Over the last decade, many methods for adaptively filtering two-dimensional (2D) or three-dimensional (3D) datasets have been proposed. Although the primary objective of this filtering technique is to reduce the noise while avoiding blurring the edges, applications aimed at diagnostic, automated segmentation and surgery show a growing interest in enhancing the features contained in the image flow. Most of the methods proposed so far emerged from studying the physics of the considered modality and therefore show only a marginal capability to be extended across modalities.
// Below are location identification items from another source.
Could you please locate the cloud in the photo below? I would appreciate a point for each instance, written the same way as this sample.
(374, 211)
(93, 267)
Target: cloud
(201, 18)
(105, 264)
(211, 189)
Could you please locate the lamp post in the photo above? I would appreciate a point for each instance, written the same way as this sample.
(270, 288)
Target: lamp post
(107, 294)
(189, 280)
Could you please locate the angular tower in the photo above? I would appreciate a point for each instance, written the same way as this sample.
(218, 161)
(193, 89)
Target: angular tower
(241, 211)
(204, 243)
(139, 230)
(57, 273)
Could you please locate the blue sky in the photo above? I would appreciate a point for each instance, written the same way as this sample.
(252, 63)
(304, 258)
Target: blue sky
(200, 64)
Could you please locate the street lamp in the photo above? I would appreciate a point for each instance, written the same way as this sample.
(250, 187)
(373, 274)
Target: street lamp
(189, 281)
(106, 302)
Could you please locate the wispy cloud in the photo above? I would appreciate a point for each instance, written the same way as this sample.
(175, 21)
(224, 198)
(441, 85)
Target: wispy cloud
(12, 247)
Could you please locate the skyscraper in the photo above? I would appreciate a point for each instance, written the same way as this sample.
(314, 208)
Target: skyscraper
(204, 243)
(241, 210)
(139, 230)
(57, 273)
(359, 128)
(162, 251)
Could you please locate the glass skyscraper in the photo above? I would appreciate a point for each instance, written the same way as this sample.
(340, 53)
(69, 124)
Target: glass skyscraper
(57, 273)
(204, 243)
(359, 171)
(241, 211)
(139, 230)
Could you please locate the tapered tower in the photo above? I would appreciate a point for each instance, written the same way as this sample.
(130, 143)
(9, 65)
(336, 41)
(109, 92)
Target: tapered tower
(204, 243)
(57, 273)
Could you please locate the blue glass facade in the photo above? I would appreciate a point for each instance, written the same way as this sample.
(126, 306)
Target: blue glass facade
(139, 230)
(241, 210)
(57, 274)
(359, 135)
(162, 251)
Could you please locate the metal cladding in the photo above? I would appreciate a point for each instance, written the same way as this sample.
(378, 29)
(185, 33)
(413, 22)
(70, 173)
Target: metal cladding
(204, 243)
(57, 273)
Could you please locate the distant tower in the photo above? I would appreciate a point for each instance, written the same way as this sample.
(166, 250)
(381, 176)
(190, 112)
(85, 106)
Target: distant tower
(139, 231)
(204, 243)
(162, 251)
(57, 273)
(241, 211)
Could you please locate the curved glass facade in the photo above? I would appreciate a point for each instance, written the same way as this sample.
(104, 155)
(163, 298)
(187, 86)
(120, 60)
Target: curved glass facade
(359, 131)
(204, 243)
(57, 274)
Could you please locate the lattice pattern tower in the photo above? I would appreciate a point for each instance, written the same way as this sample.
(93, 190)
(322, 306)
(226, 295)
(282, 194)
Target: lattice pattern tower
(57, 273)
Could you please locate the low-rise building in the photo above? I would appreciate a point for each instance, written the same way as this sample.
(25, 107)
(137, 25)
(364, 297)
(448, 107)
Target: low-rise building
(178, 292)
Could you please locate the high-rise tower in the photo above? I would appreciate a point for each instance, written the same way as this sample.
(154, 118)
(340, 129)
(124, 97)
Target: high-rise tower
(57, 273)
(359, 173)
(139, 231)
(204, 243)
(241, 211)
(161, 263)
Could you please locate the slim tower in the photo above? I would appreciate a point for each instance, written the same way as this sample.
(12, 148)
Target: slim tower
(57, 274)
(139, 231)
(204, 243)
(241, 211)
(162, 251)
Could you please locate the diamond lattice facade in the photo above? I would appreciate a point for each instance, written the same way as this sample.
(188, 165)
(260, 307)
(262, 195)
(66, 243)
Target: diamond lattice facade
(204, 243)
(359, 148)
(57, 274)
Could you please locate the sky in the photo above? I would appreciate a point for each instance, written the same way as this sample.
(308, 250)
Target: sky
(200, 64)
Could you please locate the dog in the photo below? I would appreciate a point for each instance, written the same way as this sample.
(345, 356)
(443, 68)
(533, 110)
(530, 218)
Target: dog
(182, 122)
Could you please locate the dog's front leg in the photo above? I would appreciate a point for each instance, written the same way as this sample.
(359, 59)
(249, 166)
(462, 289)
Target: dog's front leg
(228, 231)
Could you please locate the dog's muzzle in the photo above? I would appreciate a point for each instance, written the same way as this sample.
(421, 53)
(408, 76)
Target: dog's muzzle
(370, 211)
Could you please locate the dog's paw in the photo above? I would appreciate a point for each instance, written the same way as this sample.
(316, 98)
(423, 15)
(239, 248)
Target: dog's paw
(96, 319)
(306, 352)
Moreover, adaptive filtering belongs to the family of processing-intensive algorithms. Existing technology has often been driven to simplifications and modality specific optimization to sustain the expected performances. Using general-purpose graphic processing units (GPGPUs) or the cell broadband engine (CBE) processor for accelerating the backprojection step allows considering real-time tomographic reconstruction. In order to reduce the dose for realtime CT, adaptively filtering the 2D projections data prior to reconstructing the volume is a technique that has shown significant image quality improvements. In this study, we have taken a generalized approach for adaptive filtering based on multiple oriented filters. Mapping the filtering part to the embedded, real-time image processing while proposing a user/application-defined adaptive recombination of the filter outputs allow changing the smoothing and edge enhancement properties of the filter without changing the oriented-filter parameters. We have implemented the filtering on a CBE processor and the adaptive recombination on an off-the-shelf PC, connected via Gigabit Ethernet. This implementation is capable of filtering projections of 5122 pixels at a throughput in excess of 40 frames per second while allowing the change of the parameters in real time.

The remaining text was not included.